Second, Mr. Moore complains that his rights have been violated because the prison chaplain prays with inmates at their cell doors instead of in a private room. Because he is trying to become a Muslim and does not wish to hear these prayers, he argues that being forced to hear them infringes on his rights. Construed liberally, his complaint appears to raise a free exercise claim under the First Amendment.(2) In analyzing a free exercise claim we first determine whether government action creates a burden on the exercise of a person's religion. "(I)t is necessary in a free exercise case to show the coercive effect of the enactment as it operates against . . . the practice of (their) religion." Badoni v. Higginson, 638 F.2d 172, 176 (10th Cir. 1980) (quoting School Dist. of Abington v. Schempp, 374 U.S. 203 (1963)), cert. denied, 452 U.S. 954 (1981). In this case, Mr. Moore has not made any argument as to how hearing Christian prayers burdens his own exercise of his religious beliefs. As to this issue, his complaint fails to state a cognizable claim.
Third, Mr. Moore complains that his privacy rights have been violated because female prison staff are allowed to see him in his cell while he is using the toilet. Circuit precedent recognizes that prisoners retain a limited constitutional right to bodily privacy, "particularly as to searches viewed or conducted by members of the opposite sex." Hayes v. Marriott, 70 F.3d 1144, 1146 (10th Cir. 1995). According to our decision in Hayes, the frequency with which prison guards watch inmates of the opposite sex undressing, using toilet facilities, and showering "is an important factor in assessing the constitutionality of prison practices." Id. at 1147 (citing Cumbey v. Meachum, 684 F.2d 712, 714 (10th Cir. 1982) (per curiam)). Mr. Moore has not provided us with the factual assertions needed to assess this factor, however, and we must therefore dismiss his contention for failure to state a claim.(3)
Finally, Mr.
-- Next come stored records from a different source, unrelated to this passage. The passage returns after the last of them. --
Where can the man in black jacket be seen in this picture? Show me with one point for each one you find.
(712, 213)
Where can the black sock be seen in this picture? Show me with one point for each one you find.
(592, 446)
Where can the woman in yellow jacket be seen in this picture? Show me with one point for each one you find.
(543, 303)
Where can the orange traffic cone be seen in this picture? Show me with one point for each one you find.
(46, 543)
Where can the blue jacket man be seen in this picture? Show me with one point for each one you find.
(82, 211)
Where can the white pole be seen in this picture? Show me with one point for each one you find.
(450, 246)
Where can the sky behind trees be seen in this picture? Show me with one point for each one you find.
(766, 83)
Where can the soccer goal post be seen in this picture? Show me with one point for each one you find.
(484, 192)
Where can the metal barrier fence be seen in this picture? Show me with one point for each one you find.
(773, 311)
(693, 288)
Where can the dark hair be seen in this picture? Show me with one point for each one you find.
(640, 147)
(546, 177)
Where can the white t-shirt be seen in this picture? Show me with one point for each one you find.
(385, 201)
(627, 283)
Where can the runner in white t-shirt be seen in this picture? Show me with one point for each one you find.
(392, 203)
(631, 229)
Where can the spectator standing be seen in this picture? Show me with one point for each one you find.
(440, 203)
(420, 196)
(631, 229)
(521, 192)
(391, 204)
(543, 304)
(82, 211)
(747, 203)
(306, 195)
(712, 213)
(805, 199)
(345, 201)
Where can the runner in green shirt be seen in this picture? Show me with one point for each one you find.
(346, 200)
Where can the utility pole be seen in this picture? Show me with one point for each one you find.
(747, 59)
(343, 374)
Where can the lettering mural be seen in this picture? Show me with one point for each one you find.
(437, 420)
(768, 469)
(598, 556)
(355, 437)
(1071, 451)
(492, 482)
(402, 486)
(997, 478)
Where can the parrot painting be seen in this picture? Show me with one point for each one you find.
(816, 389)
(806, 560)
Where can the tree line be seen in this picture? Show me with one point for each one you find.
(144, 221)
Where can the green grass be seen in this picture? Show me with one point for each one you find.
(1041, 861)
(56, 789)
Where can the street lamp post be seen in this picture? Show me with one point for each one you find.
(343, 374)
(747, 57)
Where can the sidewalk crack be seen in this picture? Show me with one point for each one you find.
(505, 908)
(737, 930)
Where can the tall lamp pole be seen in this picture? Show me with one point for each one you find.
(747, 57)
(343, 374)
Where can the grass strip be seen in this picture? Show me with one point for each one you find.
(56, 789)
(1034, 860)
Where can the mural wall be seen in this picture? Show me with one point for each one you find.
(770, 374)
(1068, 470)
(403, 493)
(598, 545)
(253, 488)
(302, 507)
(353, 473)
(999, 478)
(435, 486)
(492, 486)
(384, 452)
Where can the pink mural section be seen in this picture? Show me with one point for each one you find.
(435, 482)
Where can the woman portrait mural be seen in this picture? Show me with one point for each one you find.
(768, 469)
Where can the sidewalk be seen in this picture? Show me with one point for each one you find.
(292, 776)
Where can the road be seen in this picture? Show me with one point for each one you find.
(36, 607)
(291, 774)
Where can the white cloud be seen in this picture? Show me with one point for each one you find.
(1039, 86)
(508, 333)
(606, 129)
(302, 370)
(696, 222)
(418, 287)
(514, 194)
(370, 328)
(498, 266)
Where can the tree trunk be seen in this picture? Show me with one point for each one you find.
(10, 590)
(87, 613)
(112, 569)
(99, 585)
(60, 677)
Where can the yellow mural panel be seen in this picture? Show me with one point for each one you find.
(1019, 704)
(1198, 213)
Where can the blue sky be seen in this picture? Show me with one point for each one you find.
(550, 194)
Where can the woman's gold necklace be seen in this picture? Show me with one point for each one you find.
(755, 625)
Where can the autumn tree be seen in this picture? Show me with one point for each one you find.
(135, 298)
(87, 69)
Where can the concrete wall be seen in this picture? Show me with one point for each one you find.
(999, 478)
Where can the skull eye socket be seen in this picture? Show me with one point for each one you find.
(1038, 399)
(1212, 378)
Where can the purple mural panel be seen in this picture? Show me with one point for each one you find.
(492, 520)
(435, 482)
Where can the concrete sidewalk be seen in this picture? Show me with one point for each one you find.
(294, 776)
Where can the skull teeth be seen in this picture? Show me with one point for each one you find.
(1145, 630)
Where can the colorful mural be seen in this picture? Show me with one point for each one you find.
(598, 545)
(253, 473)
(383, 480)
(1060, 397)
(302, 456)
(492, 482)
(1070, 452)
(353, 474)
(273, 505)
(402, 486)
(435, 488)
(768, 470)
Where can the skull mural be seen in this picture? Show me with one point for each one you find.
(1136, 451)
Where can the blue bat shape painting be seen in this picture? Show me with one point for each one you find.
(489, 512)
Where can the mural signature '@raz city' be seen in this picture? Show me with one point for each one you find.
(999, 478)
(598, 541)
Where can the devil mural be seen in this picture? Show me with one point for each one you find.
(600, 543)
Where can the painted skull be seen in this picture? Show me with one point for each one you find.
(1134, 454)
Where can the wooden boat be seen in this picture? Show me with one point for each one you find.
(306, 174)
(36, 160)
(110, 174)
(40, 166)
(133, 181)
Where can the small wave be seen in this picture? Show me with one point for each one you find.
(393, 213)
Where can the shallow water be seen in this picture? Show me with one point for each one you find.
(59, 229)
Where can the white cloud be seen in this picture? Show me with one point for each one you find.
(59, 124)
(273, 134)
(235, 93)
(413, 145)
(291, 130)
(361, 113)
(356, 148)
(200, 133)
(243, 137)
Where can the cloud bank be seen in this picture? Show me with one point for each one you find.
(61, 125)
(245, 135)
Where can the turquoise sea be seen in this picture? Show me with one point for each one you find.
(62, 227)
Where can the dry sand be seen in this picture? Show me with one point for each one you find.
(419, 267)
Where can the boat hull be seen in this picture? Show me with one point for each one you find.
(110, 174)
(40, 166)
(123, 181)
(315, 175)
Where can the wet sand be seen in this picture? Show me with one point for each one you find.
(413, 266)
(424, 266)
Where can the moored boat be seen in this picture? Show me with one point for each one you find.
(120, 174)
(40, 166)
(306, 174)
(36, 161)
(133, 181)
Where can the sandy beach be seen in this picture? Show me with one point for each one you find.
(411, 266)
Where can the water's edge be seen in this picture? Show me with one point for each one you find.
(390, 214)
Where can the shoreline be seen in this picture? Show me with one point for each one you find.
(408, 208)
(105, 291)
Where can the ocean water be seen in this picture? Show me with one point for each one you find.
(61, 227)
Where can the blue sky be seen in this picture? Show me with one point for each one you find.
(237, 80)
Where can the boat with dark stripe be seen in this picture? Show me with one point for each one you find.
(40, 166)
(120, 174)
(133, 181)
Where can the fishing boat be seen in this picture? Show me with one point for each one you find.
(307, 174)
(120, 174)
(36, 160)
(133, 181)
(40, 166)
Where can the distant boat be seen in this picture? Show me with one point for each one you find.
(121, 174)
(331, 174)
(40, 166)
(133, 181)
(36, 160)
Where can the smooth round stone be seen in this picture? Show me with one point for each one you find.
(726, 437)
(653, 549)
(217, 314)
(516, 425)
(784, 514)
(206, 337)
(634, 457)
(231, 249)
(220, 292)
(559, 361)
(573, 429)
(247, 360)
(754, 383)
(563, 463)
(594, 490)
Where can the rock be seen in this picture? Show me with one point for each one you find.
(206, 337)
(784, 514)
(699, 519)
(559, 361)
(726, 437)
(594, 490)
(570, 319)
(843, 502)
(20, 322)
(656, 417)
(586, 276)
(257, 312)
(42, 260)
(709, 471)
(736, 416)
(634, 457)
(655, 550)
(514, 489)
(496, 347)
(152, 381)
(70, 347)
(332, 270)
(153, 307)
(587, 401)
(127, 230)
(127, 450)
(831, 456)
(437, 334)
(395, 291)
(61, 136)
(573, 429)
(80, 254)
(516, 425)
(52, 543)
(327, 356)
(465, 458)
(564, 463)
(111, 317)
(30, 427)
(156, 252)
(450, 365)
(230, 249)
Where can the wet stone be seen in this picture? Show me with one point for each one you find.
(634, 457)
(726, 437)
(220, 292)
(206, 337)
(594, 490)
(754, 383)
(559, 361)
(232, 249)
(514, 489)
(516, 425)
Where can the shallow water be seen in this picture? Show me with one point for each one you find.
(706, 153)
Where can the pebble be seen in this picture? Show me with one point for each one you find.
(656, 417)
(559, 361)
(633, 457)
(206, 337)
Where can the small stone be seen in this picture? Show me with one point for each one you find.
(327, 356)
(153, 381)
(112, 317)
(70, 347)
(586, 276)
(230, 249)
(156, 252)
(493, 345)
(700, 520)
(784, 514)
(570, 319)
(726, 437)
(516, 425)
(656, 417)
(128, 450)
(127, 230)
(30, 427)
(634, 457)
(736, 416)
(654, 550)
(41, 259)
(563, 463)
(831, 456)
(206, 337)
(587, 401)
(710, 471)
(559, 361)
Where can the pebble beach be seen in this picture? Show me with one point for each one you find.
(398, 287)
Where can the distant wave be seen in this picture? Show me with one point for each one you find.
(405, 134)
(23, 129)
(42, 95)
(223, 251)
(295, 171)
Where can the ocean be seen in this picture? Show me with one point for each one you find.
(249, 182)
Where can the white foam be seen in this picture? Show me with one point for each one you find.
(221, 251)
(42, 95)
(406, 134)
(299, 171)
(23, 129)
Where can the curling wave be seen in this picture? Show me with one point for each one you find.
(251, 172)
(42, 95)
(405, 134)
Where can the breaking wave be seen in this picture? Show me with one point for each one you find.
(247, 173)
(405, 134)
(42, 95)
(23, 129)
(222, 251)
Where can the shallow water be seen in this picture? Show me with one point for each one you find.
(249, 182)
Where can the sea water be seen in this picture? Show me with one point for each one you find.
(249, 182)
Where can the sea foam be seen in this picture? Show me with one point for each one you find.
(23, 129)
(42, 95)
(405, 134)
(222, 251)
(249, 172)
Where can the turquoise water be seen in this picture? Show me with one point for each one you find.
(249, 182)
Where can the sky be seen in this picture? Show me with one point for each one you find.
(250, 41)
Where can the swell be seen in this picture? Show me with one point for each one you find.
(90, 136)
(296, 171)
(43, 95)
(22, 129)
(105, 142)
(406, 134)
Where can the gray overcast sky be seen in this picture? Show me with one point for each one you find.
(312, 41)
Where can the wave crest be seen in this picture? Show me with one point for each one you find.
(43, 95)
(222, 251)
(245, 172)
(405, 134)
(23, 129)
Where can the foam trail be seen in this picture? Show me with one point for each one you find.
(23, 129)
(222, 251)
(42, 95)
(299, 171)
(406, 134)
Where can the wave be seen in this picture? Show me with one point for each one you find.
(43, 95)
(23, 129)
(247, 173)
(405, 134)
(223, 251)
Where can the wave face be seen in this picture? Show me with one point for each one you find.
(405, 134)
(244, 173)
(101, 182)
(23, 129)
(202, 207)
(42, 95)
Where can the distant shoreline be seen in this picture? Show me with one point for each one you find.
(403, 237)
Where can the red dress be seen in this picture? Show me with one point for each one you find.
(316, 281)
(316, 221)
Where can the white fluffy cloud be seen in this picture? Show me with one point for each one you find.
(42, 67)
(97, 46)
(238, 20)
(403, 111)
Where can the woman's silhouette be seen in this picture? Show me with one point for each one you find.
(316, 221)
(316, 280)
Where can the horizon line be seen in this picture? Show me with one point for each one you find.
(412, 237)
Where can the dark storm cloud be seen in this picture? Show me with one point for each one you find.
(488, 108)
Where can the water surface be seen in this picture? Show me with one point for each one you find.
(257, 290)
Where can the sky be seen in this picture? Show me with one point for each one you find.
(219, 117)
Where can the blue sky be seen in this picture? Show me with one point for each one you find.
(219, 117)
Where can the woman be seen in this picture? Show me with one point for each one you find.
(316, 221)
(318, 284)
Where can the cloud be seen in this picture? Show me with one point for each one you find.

Moore alleges that his rights were violated because prison officials did not notify prisoners of a change in standard drug testing procedure when they switched from a urine-sample based test to a drug "patch" test. When he refused to comply with the new test, Mr. Moore was sanctioned. Even liberally construed, it is not clear from Mr. Moore's complaint what constitutional right he alleges was violated. This claim, too, was properly dismissed.
We AFFIRM the judgment of the district court.
ENTERED FOR THE COURT
Stephanie K. Seymour
*.After examining appellant's brief and the appellate record, this panel has determined unanimously that oral argument would not materially assist the determination of this appeal. See Fed. R. App. P. 34(a)(2) and 10th Cir. R. 34.1(G). The case is therefore submitted without oral argument. This order and judgment is not binding precedent, except under the doctrines of law of the case, res judicata, or collateral estoppel. The court generally disfavors the citation of orders and judgments; nevertheless, an order and judgment may be cited under the terms and conditions of 10th Cir. R. 36.3.
1.Mr. Moore subsequently participated in the life skills program and successfully completed it.
2. Even liberally construed, Mr. Moore does not make a cognizable establishment clause First Amendment claim.
3. We agree with the district court in its further holding that the claim fails because it does not assert a connection between the named defendants and the alleged violation of rights, an essential allegation in a civil rights case. See Bennett v. Passic, 545 F.2d 1260, 1262-63 (10th Cir. 1976).